L’opposizione ribadisce: “La cessione ai privati della Holding viola lo Statuto comunale”

comune2CIVITAVECCHIA – Cedere il 60% della Holding ai privati è una violazione dello Statuto comunale. Ne è convinta l’opposizione consiliare che non molla la battaglia contro la privatizzazione dei servizi pubblici, ribadendo il principio di illegittimità della ormai nota delibera 71 del Consiglio comunale.
“All’art. 67, c. 4 – afferma in una nota unitaria la minoranza – lo Statuto comunale prevede che: ‘Il Comune può partecipare anche come socio minoritario a società di capitali, affidatarie della concessione di servizi pubblici locali… fermo restando il principio della prevalenza del capitale pubblico’. Ora, il Comune si appresta a cedere ad un socio privato il 60% di HCS, ovvero la società che gestirà (e, si badi bene, ad oggi non gestisce) i servizi pubblici, determinando così la prevalenza del capitale privato. E dunque, la cessione del 60% di HCS al privato, disposta con la delibera 71, costituisce o meno una violazione dello Statuto? La risposta del Segretario Generale, resa in conferenza dei capigruppo e affidata anche alla stampa, può essere sintetizzata così: lo Statuto comunale è ormai datato ed è comunque un atto secondario, soggetto alle disposizioni del Testo Unico Enti Locali, normativa statale, quest’ultima, oggetto negli ultimi anni di numerose modiche che rendono superate le previsioni dello Statuto.
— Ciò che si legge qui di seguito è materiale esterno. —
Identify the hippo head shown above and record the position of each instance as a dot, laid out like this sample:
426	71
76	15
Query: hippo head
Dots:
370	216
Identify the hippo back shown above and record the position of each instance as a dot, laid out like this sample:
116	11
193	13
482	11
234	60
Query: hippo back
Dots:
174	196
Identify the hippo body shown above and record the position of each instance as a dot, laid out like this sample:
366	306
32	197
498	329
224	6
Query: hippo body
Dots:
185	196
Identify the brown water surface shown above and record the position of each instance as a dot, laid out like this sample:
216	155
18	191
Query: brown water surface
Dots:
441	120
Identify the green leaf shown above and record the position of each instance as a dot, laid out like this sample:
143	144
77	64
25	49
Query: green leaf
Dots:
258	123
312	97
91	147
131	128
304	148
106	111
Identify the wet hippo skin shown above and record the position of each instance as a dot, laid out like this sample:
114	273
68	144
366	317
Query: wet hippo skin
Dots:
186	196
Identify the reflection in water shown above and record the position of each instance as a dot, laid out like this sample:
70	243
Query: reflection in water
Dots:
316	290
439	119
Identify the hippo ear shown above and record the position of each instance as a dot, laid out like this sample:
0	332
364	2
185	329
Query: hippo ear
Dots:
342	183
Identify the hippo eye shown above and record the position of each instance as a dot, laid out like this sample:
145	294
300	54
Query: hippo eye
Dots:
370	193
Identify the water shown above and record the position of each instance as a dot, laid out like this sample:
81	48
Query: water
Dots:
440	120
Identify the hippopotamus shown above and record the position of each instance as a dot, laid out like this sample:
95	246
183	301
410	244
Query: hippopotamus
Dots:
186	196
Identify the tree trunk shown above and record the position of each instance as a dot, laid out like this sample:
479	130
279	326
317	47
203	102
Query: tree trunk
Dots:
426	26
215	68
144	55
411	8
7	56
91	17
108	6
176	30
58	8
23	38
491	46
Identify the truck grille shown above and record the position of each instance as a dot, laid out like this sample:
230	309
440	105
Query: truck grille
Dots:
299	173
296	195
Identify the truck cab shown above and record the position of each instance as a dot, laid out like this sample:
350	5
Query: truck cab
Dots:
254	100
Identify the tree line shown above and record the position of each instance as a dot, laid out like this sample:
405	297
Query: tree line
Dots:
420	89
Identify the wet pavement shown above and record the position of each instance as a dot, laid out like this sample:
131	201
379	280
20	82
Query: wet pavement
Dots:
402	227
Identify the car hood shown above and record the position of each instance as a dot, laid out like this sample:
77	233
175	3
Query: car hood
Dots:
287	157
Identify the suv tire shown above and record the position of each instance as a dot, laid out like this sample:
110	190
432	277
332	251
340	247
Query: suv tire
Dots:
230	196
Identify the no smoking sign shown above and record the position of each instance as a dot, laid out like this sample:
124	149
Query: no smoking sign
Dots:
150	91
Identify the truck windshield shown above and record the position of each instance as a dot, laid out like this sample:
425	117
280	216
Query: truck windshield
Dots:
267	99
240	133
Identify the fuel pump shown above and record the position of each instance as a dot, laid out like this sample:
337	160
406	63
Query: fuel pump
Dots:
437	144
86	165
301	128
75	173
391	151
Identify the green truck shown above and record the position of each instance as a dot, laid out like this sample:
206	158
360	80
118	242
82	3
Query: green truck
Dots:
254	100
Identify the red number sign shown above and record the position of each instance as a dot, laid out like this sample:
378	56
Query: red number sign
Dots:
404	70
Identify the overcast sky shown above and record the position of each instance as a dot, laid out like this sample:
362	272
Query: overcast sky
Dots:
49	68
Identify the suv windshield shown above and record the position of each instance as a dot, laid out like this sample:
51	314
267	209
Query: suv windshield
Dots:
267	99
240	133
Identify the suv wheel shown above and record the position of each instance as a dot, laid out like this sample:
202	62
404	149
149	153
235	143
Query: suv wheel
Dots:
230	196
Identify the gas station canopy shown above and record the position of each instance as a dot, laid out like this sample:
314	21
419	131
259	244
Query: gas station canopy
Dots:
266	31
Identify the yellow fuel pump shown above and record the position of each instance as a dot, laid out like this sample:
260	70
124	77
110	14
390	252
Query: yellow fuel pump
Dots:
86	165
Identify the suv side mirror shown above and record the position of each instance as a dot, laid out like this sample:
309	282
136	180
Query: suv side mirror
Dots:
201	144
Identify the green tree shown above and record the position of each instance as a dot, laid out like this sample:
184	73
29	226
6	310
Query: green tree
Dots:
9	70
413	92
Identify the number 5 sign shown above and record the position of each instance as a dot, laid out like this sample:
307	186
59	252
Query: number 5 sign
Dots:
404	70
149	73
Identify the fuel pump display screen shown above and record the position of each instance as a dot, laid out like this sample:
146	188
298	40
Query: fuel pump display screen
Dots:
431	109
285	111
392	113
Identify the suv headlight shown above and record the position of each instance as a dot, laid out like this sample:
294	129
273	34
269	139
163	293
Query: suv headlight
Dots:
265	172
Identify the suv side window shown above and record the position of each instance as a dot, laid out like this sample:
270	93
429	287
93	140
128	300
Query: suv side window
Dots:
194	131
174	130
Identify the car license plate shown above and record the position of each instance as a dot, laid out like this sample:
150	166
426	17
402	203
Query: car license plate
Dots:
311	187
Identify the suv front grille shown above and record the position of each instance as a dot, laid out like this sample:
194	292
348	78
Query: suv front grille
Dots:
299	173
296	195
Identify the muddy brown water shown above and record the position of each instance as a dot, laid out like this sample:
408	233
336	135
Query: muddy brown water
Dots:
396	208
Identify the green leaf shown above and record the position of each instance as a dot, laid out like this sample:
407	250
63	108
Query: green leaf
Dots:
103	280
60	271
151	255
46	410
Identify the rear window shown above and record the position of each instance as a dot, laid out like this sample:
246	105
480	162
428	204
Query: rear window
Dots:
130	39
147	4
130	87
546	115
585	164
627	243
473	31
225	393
Per quanto ci riguarda, quindi, una quasi-risposta, perché alla domanda: ‘la delibera 71 è stata adottata in violazione dello Statuto?’ ci saremmo aspettati un ‘Sì’ o un ‘No’.
Naturalmente, consideriamo le argomentazioni del Segretario Annibali come un ‘No’, peraltro senza sorpresa, dato che la conformità allo Statuto l’aveva già attestata con la sua firma sulla proposta di delibera”.
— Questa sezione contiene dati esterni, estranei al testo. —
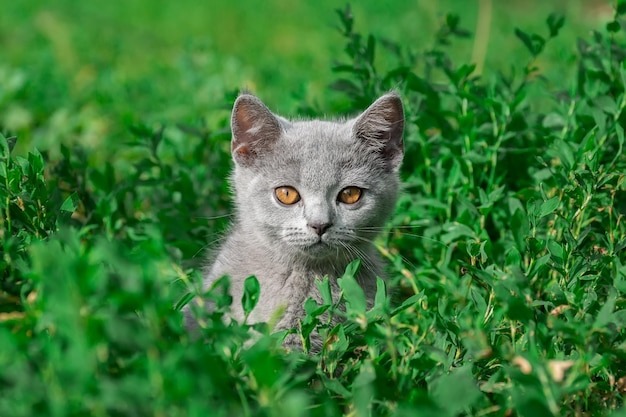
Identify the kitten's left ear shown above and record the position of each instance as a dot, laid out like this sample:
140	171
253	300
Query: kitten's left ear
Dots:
382	126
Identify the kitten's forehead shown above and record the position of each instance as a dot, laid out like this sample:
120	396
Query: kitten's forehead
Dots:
320	152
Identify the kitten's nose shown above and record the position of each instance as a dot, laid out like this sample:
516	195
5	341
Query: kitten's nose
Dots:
320	228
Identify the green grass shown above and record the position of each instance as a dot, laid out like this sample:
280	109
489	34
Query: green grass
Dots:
507	251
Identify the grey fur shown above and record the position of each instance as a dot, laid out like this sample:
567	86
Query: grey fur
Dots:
275	242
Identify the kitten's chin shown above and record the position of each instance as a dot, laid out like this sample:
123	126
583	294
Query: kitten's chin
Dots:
319	251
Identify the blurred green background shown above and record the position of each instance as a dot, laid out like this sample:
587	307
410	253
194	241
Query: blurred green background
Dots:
81	71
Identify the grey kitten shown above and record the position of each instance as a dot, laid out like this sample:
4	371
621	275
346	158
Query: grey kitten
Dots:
310	197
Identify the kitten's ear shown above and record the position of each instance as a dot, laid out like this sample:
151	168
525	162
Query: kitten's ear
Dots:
254	128
382	126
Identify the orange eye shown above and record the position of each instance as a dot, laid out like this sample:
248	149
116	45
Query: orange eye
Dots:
350	195
287	195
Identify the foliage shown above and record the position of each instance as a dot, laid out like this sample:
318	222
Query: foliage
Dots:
508	248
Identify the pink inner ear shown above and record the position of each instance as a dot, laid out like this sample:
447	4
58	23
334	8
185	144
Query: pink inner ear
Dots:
242	150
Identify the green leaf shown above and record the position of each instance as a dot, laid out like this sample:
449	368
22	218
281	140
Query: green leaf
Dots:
457	391
323	286
605	314
548	206
555	23
251	292
613	26
352	292
71	203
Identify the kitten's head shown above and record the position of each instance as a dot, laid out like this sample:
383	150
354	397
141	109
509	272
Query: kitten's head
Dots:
316	190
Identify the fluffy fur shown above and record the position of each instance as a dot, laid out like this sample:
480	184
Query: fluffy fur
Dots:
281	244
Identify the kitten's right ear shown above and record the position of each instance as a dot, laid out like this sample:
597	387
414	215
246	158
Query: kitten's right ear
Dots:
254	128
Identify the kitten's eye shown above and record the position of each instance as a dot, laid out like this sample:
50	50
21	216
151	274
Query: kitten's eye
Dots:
287	195
350	195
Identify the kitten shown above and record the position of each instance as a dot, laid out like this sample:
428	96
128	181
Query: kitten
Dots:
310	197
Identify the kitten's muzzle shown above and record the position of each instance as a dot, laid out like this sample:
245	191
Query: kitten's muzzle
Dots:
320	228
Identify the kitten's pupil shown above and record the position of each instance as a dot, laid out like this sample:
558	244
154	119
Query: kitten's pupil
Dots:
287	195
350	195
Quella di Annibali, dunque, secondo l’opposizione è soltanto una opinione, ferma restando a loro avviso la violazione dello Statuto, supportata dal precedente giuridico dei Giudici delle Sezioni Unite Civili della Corte di Cassazione nella sentenza 12868/2005, recentemente ribadita dal Tar del Lazio, per i quali lo Statuto, nel solco del principio di autonomia sancito dall’art. 5 della Costituzione, si configura come “espressione della esistenza stessa e della identità dell’ordinamento giuridico locale”, non più semplice atto secondario ma “atto normativo atipico, di rango paraprimario o subprimario” ed ha come limite “il rispetto dei principi generali fissati dallo stesso Testo unico e degli altri principi espressamente enunciati nelle leggi successive, nonché delle leggi che conferiscono funzioni agli Enti locali” e, in questo senso, può “derogare alle disposizioni di legge che non contengano principi inderogabili”.
“Nel nostro caso – commentano – non esiste nel Testo Unico un divieto per i Comuni di seguire il principio della prevalenza del capitale pubblico in caso di partecipazione a società di capitali che gestiscano i servizi pubblici locali e, anzi, proprio l’art. 23-bis della L.133/2008, indicando la possibilità di cessione ai privati di una quota ‘non inferiore al 40%’ di tali società, consente ai Comuni di prevedere nel proprio Statuto ed attuare il principio della prevalenza del capitale pubblico. Riteniamo, pertanto, l’art. 67, c. 4 del nostro Statuto pienamente legittimo e vigente e, di conseguenza, la delibera 71 adottata in violazione dello Statuto e, quindi, illegittima”.
Ad ogni modo per l’opposizione, che preannuncia una impugnazione giuridica della delibera 71, solo un giudice potrà dirimere la questione.
“Ciò che maggiormente ci interessa – concludono i consiglieri di minoranza – chiarito che non esiste la scadenza del 31 dicembre 2010, è sollecitare il senso di responsabilità del Consiglio Comunale e tentare di revocare una scelta letteralmente inconsulta che, qualora dovesse concretizzarsi dopo l’inevitabile tunnel di ricorsi e contenziosi, avrebbe come effetto principale (per non dire unico) l’aumento esponenziale delle tariffe”.